Maddalena Salvetti Aceiaiuoli (25 March 1557 – 4 March 1610) was a 16th-century noblewoman and poet from the Grand Duchy of Tuscany.
Family
[edit]
Aceiaiuoli was born to Lucrezia and Salvetto Niccolini on 25 March 1557 in Florence, Grand Duchy of Tuscany. She became a member of the noble Acciaioli family by her 1582 marriage to General Zanobi Aceiaiuoli, an official of the Grand Duchy and Knight of St. Stephen.[1] They had one son, Mario Aceiaiuoli, who was born on 25 August 1583.[1]
Writing
[edit]In 1590, Aceiaiuoli published Rime Toscane (Tuscan Rhymes) in honour of the marriage between Ferdinando I de' Medici and Christina of Lorraine.[1][2][3][4] She used sixteen different rhyme schemes.[5]

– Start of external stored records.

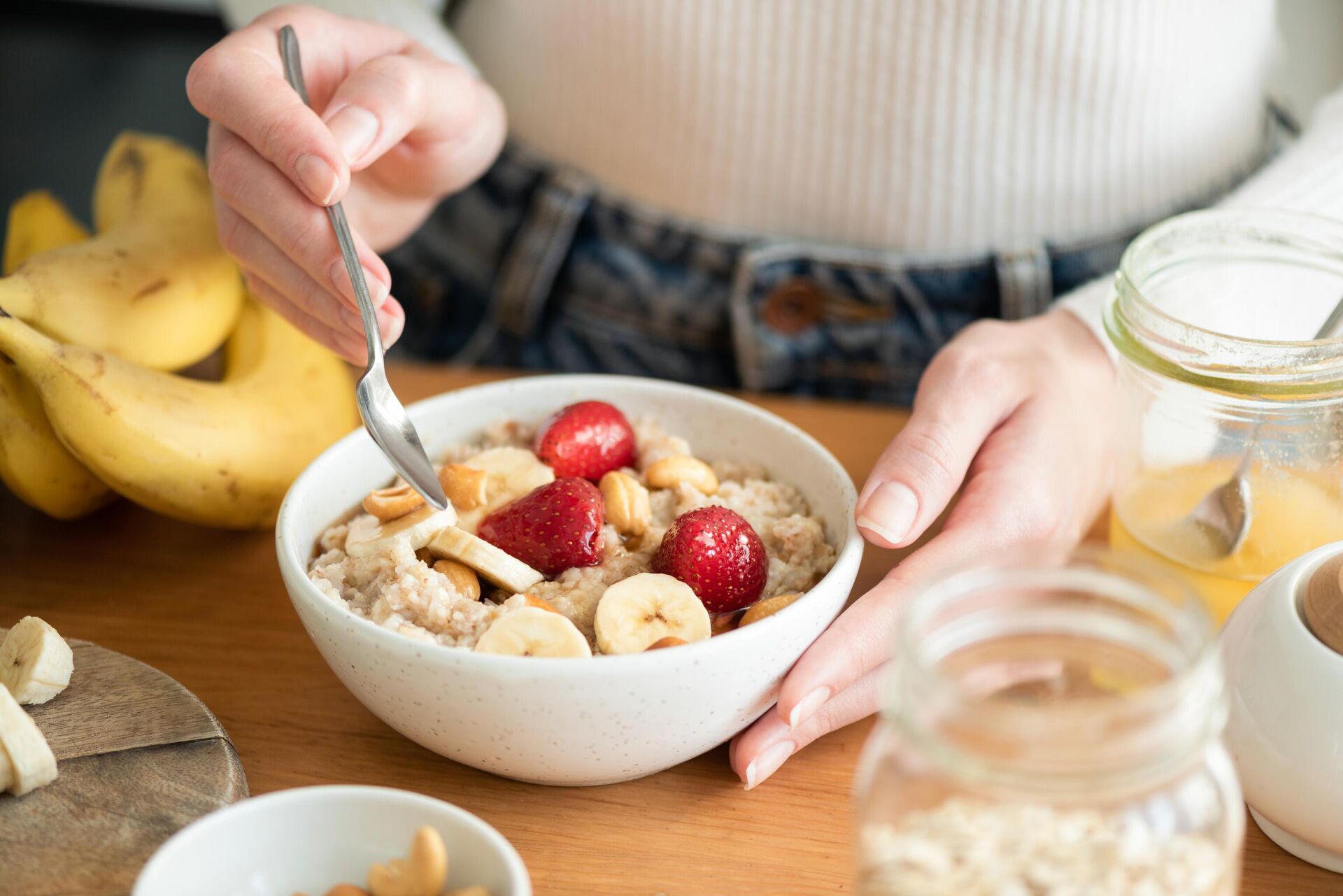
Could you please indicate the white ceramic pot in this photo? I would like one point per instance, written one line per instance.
(1286, 728)
(571, 720)
(311, 839)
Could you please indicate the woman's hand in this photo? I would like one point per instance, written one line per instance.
(395, 129)
(1018, 418)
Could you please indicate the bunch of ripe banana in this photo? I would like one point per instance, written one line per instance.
(90, 327)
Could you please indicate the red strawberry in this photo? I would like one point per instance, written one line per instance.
(588, 439)
(551, 528)
(718, 554)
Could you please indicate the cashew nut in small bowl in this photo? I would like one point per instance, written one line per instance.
(420, 874)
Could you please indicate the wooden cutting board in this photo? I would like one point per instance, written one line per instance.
(138, 758)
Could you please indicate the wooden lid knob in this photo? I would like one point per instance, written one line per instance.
(1323, 604)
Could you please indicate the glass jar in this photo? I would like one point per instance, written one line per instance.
(1213, 316)
(1052, 726)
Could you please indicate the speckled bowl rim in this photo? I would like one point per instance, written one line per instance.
(520, 880)
(848, 554)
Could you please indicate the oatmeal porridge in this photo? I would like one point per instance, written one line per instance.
(546, 520)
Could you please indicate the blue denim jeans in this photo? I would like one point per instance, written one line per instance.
(534, 268)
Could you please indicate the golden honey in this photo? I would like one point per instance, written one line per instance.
(1293, 512)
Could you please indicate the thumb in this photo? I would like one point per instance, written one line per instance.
(914, 480)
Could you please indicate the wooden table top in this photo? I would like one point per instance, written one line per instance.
(208, 609)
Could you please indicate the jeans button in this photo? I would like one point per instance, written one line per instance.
(793, 306)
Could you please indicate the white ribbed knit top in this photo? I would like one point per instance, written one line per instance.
(944, 125)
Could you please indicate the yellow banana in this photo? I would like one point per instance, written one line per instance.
(34, 464)
(155, 287)
(38, 222)
(211, 453)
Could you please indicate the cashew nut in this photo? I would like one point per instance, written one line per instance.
(420, 874)
(672, 471)
(465, 487)
(395, 502)
(626, 503)
(462, 576)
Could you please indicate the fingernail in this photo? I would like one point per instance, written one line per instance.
(355, 131)
(807, 707)
(391, 328)
(769, 762)
(318, 178)
(376, 287)
(890, 511)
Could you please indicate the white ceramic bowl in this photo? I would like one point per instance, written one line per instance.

Aceiaiuoli also wrote the heroic poem Il David perseguitato o vero fuggitivo (David persecuted) on the theme of the biblical King David, which was dedicated to the Tuscan princess Maria Maddalena de’ Medici.[2] The unfinished epic was published posthumously in 1611, after she had died in 1610.[2][6]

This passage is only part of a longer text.